Giritharan G, Ilic D, Gormley M, Krtolica A - PLoS ONE (2011)

Bottom Line: Blastomere-derived hESC lines exhibited all the standard characteristics of hESC including undifferentiated proliferation, genomic stability, expression of pluripotency markers and the ability to differentiate into the cells of all three germ layers both in vitro and in vivo.Furthermore, this profile was evident in very early passages of the cells and did not appear to be affected by extensive passaging.These results suggest that during derivation process cells which give rise to hESC acquire virtually identical stable phenotype and are not affected by the developmental stage of the starting cell population.

View Article: PubMed Central - PubMed

Affiliation: SLL Sciences, StemLifeLine, Inc., San Carlos, California, United States of America.

ABSTRACT
We have derived hESC from biopsied blastomeres of cleavage stage embryos under virtually the same conditions we used for the derivation of hESC lines from inner cell mass of blastocyst stage embryos. Blastomere-derived hESC lines exhibited all the standard characteristics of hESC including undifferentiated proliferation, genomic stability, expression of pluripotency markers and the ability to differentiate into the cells of all three germ layers both in vitro and in vivo.
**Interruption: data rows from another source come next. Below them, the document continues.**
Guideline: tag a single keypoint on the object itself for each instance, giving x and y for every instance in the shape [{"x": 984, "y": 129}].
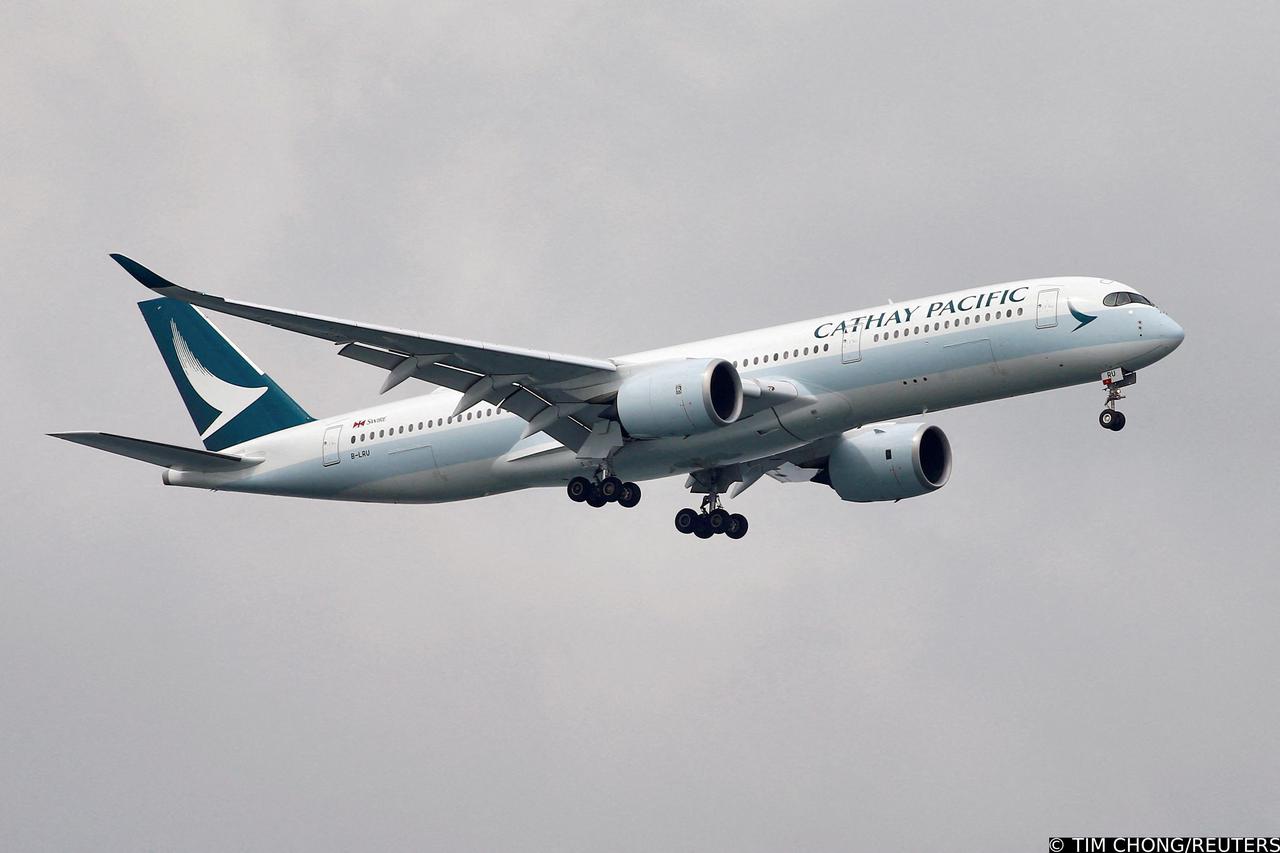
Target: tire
[
  {"x": 609, "y": 488},
  {"x": 579, "y": 488},
  {"x": 718, "y": 520},
  {"x": 686, "y": 520},
  {"x": 629, "y": 496}
]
To examine whether hESC lines derived from two developmental stages of the embryo differ in gene expression, we have subjected three blastomere-derived hESC lines and two ICM-derived hESC lines grown under identical culture conditions to transcriptome analysis using gene expression arrays. Unlike previously reported comparisons of hESC lines which demonstrated, apart from core hESC-associated pluripotency signature, significant variations in gene expression profiles of different lines, our data show that hESC lines derived and grown under well-controlled defined culture conditions adopt nearly identical gene expression profiles. Moreover, blastomere-derived and ICM-derived hESC exhibited very similar transcriptional profiles independent of the developmental stage of the embryo from which they originated. Furthermore, this profile was evident in very early passages of the cells and did not appear to be affected by extensive passaging. These results suggest that during derivation process cells which give rise to hESC acquire virtually identical stable phenotype and are not affected by the developmental stage of the starting cell population.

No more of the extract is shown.